No, we’re not talking about the corona virus. We’re referring to the incredible sylvan floral displays that occur every March along our streets. They start as the Okamé hybrid cherries erupt into clouds of delicate pink blossoms. Then the fireworks really begin when our riotously profligate magnolias unfold their spectacular tepals unobscured by leaves from their gray, downy, fuzzy buds. Laden from top to bottom, a single medium-sized tree may easily bear several hundred flowers.

Colors range from blinding white to cream to delicate pink to deep purple-red in all sorts of combinations. Shapes vary widely, too, from tulip-like configurations to cup-and-saucer arrangements, to goblets, to blazing star-shaped beacons with strap-like sepals varying in number and width, often strongly scented. And as the magnolias begin to pass their flowering peaks in late March, Callery pears unleash their prolific fusillades of pure white flowers, and weeping cherries display their trailing tresses of white blossoms.

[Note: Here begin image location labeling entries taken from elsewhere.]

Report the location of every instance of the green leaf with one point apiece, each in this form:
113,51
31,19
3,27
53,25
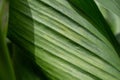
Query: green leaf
111,5
65,44
6,69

As the spring season progresses into April, the Kwanzan cherries explode just as they begin leafing out, bearing countless clusters of sumptuous, pink, 30-petalled flowers. All the while from early March on snowdrops, crocuses, hyacinths, hellebores, daffodils, and forsythias spangle flowerbeds along our streets, and lesser celandine and dandelions bloom on their own with no help from and often to the dismay of our Hill gardeners.

What do all these trees and herbaceous plants have in common? They are all exotics, hailing mostly from Asia with a few from the mid East or Europe. And while this exotic spring blooming is going on, only a few natives—such as red maples and later redbuds and dogwoods—are displaying flowers that attract much notice.